When we reflect upon the business world and how it has been impacted since the pandemic began in early 2020, we find that many Fortune 1000 organizations have actually achieved greater success and profitability during this time. At least on paper. When we look under the hood, what we find is quite different.
While organizations have fiscally thrived, their people have not. Instead, employees have been left feeling lonely, disconnected, and more disengaged than ever. As dissatisfaction at work has exploded, so has the urgency for change. Currently, 54% of Americans are reexamining their life priorities – up 20% since the pandemic began.
We’re at a critical point, one in which people are reassessing how they spend their time and who they work for. If leaders want to keep valuable employees on board, they need to shift from focusing on recruitment to becoming an active player in the Great Reassessment.
Tip One: Lead with curiosity and with the intent to ensure people feel valued.
Today only 57% of people feel very valued at work. This is not an impressive number. Leaders need to realize that when employees don’t feel valued, they’ll spend their time trying to validate themselves instead of creating and contributing. But this isn’t the only issue at hand. Additionally, according to data acquired from Root client feedback, 70% of people feel they are using half or less than half of their potential. Together, these two dismal pieces of data tell us that leaders need to make some big changes, and fast.
Leaders must identify why people don’t feel valued and must become deeply curious about what would empower people to contribute more of what they have to offer. How? By asking questions that give people the chance to voice their thoughts without fear of judgment or consequence.
Questions leaders should ask include:
- What needs to happen for you to contribute more of what you have to offer? What can your manager do differently? Your team members?
- What specific things can the leadership team do to help you feel more valued?
Leaders must be curious, ask questions, and actively listen to learn what people need and want from their employers – and then put this information into action.
Tip Two: Create a culture of trust so people are empowered to bring their unique selves to work.
There’s an outdated leadership belief that people will not do the right thing unless you tell them what to do and hold them accountable to it. However, this goes against the human desire to contribute our own perspective and ideas. One way to overcome this dilemma is to leverage the hardlines, guidelines, and no lines framework, which focuses on clearly defining the instances in which there are specific rules to follow and also encourages people to make their own choices when possible.
This concept can be seen in the real world in our intersections and roundabouts. Intersections only have very clearly defined hardlines – stop at red, slow down at yellow, and go at green. There’s no room to make your own choice. But a roundabout is essentially built on trust and self-organization. Believe it or not, roundabouts are safer than intersections, as research finds that roundabouts experience 39% fewer vehicle collisions, 76% fewer injuries, and 90% fewer serious injuries and fatalities. This validates the fact that when given the opportunity, people can be trusted to make good decisions – and more than likely, organizations would also benefit from this roundabout structure.
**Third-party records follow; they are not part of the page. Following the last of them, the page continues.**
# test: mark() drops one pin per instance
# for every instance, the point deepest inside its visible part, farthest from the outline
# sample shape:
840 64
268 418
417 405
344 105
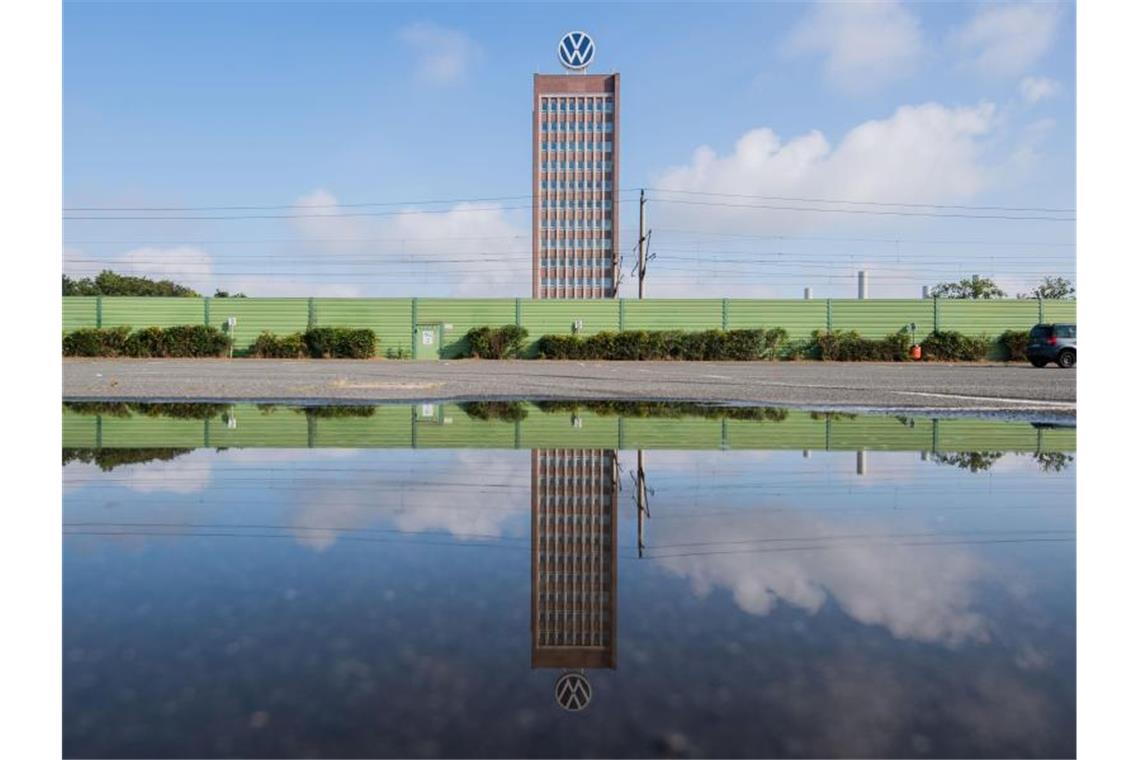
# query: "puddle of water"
611 579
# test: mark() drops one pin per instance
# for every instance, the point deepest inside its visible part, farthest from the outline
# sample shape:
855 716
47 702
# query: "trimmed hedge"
318 343
504 342
642 345
1016 344
954 346
181 341
853 346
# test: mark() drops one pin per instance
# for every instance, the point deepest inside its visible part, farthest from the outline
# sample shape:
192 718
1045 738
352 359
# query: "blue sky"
316 106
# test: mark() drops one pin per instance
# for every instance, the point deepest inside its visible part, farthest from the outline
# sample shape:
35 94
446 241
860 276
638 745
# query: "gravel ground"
966 387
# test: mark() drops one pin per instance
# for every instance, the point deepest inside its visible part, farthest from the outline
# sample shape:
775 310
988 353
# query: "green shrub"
340 343
852 346
495 410
642 345
278 346
1015 344
189 341
503 342
96 342
951 345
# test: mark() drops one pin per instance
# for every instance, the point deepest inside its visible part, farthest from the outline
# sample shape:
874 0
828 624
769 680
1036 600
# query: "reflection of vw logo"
572 692
576 50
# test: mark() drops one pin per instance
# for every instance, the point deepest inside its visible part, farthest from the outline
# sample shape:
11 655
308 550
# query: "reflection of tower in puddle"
573 575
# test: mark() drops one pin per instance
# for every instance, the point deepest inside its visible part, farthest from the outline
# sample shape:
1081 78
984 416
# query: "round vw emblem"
576 50
572 692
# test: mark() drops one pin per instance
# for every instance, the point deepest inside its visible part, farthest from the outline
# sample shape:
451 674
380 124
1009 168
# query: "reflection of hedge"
496 342
107 459
668 409
505 410
181 341
642 345
334 411
174 409
318 343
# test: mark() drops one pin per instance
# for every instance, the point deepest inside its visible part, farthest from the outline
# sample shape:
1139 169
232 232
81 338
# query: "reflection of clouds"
446 495
919 593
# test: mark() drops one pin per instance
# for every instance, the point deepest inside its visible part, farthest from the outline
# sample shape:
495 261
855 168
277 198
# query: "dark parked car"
1052 343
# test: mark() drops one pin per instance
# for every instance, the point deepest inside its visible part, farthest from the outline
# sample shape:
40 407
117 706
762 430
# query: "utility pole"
641 246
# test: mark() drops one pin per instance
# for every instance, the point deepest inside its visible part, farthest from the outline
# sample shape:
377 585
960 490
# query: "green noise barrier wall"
395 320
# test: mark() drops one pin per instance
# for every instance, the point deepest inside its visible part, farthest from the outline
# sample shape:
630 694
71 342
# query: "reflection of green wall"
392 426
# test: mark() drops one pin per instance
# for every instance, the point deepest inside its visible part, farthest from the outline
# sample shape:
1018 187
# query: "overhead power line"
866 203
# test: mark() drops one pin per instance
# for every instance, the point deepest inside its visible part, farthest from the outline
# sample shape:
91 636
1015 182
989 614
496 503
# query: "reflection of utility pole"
642 504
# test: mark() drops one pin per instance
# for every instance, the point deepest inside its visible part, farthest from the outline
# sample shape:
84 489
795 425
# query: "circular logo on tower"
576 50
572 692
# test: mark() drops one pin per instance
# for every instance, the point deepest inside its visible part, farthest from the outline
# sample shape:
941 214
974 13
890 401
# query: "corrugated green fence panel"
254 316
79 312
560 431
796 431
141 432
684 433
454 428
985 435
798 318
266 426
139 312
556 317
1059 311
880 433
673 313
80 431
462 315
387 427
389 318
988 318
880 317
1058 439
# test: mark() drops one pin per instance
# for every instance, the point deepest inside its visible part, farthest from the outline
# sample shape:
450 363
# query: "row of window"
578 145
576 223
604 165
585 244
576 185
577 282
577 127
605 205
572 105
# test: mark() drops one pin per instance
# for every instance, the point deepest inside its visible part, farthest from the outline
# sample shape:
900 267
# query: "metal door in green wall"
426 341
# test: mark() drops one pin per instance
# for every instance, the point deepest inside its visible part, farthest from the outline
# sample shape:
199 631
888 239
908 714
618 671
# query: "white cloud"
465 250
442 55
920 593
864 45
922 154
1006 40
1037 88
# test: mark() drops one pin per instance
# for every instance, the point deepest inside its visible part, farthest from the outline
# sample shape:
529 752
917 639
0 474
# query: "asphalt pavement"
815 384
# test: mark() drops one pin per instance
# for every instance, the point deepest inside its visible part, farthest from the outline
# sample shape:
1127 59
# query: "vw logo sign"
576 50
572 692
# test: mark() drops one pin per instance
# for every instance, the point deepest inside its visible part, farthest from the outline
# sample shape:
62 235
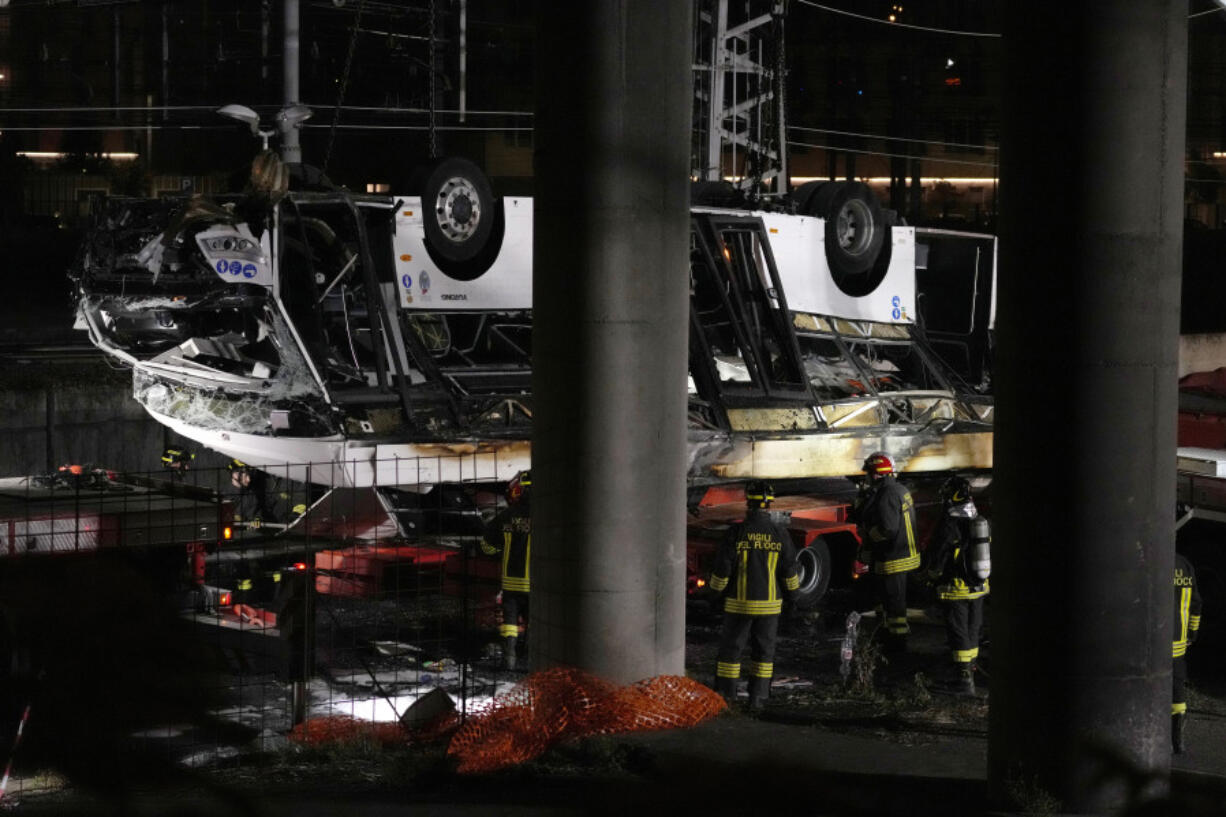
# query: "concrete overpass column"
1088 323
611 295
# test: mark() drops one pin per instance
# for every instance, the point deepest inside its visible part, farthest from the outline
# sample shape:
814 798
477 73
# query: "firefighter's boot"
759 691
965 683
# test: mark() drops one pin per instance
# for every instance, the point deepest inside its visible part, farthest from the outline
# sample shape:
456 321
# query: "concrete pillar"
1088 323
609 341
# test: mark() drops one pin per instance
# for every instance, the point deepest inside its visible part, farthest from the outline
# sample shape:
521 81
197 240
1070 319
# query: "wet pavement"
820 747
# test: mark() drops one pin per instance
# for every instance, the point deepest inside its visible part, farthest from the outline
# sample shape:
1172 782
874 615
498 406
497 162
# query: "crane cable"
345 84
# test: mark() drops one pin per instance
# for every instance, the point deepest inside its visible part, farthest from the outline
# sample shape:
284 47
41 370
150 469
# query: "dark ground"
887 741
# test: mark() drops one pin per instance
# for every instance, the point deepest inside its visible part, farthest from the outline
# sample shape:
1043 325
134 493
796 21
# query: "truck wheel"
803 195
813 564
459 215
857 234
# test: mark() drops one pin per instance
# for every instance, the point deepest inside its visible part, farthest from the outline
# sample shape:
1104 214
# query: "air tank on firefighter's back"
980 551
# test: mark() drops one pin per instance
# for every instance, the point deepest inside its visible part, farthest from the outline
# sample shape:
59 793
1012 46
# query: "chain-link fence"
197 615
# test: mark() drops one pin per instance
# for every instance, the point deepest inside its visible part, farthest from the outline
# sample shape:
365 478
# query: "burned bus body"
362 340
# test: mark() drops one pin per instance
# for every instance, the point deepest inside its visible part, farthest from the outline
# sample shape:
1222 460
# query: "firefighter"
754 568
1187 625
258 503
958 567
510 534
177 460
885 517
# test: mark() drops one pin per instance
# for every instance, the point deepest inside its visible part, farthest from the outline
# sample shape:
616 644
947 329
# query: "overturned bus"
374 340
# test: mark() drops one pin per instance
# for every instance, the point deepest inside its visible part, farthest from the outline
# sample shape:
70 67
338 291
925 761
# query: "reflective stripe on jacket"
888 518
1187 606
510 534
755 564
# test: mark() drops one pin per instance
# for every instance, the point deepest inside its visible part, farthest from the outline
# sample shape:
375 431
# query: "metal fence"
207 613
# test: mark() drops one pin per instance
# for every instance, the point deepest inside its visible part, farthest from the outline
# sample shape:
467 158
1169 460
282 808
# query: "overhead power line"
894 139
925 158
898 25
940 31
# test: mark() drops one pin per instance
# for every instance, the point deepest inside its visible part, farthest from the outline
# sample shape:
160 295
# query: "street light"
287 118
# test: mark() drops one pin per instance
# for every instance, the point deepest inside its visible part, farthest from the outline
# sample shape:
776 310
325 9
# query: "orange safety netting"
565 703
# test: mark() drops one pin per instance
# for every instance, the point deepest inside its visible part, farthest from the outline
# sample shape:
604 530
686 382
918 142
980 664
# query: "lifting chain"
345 84
433 129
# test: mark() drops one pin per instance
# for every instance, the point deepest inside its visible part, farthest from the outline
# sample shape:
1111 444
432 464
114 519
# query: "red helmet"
517 488
878 464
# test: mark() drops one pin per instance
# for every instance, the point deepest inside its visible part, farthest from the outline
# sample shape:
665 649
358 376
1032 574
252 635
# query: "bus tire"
813 566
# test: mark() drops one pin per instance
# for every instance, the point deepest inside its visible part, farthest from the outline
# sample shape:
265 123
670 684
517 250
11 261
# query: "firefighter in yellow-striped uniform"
754 569
885 515
510 534
958 567
1187 625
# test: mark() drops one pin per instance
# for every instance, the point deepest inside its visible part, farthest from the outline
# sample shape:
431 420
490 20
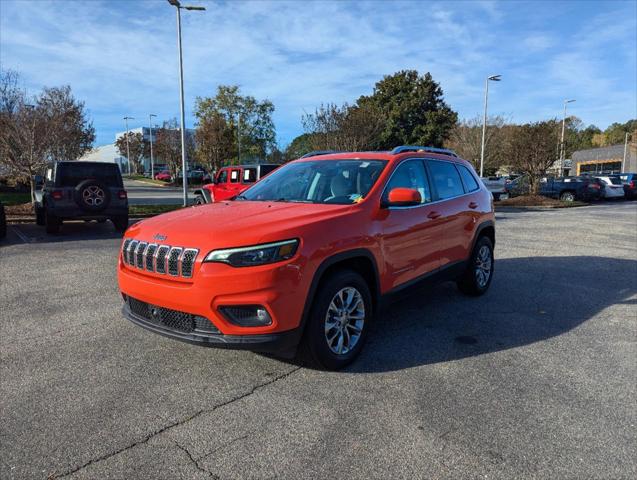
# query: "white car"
613 187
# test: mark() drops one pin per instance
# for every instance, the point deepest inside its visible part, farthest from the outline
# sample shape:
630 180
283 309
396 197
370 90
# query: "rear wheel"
339 321
477 277
51 223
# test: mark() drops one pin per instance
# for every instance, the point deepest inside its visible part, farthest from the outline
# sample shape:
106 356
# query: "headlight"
255 255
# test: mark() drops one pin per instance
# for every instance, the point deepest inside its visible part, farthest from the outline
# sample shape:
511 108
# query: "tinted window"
320 181
249 175
410 174
446 179
69 175
468 179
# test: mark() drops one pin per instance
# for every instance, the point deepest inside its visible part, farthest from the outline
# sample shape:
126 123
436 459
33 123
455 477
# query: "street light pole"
562 149
494 78
184 170
150 137
127 147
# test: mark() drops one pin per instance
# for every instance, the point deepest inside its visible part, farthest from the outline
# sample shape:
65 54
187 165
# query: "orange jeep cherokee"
304 256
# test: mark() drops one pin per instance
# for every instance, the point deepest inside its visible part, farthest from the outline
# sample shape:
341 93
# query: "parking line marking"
21 235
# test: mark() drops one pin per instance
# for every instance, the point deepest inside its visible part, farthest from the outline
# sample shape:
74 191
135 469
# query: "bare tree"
138 147
531 149
349 128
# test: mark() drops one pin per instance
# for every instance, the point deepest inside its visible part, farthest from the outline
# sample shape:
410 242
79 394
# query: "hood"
230 224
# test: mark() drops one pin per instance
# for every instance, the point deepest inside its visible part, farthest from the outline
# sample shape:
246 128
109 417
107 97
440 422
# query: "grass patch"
14 198
537 201
151 209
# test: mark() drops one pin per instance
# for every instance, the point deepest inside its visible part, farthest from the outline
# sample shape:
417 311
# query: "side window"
410 174
446 179
468 179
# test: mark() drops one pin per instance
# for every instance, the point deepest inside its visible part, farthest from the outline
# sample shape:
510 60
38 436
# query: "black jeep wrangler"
81 191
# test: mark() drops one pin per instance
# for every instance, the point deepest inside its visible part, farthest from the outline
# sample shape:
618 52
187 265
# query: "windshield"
321 181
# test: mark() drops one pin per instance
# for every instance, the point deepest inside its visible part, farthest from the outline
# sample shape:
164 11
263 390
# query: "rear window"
446 179
69 175
468 179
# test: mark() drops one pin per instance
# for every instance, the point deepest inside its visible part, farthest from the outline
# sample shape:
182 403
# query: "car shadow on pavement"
530 300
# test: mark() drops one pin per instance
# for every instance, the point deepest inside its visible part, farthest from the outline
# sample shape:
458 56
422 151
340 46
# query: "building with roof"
608 159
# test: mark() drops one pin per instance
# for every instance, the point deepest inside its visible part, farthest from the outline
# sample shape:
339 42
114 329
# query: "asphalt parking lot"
536 379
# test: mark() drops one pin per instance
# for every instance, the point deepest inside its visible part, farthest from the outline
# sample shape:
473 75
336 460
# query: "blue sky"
120 56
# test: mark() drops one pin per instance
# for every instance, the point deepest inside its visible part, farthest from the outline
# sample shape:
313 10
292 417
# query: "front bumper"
283 344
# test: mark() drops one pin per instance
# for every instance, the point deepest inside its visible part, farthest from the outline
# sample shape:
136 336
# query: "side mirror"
403 197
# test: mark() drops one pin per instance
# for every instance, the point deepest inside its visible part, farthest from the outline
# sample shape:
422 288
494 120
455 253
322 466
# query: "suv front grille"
170 319
162 259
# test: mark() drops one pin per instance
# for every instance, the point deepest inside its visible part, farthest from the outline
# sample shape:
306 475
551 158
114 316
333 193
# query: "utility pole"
150 137
494 78
184 166
562 149
127 146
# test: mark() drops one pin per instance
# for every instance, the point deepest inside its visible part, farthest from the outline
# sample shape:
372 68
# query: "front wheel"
477 277
338 322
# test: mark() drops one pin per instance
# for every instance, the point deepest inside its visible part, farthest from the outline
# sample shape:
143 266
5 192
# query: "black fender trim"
205 194
333 260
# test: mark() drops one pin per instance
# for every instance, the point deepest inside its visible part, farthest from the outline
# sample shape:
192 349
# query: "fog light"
247 315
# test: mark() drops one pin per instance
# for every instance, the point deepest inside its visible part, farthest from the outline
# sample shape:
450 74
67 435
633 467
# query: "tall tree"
214 140
36 130
249 119
531 148
138 148
413 108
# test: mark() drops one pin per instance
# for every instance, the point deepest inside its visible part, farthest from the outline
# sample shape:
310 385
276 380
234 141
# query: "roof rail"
416 148
319 152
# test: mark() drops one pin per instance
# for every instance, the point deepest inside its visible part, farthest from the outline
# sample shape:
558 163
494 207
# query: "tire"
51 223
347 333
120 223
92 196
39 216
473 281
But even when organizations say they want to be more like a roundabout, the de facto mindset is to be like an intersection. Therefore, leaders must be incredibly proactive and consciously lean into trust and self-organization at work.
While roundabouts are a clear winner in the driving world, hardlines, guidelines, and no lines all have their place in the world of work.
For example, in the restaurant business, hardlines must apply to all things relating to food safety, as food safety is non-negotiable. But when it comes to customer service and we consider bringing individuality and unique personalities to the job to do what is best for the customer (within reason), leaders must encourage guidelines and no lines.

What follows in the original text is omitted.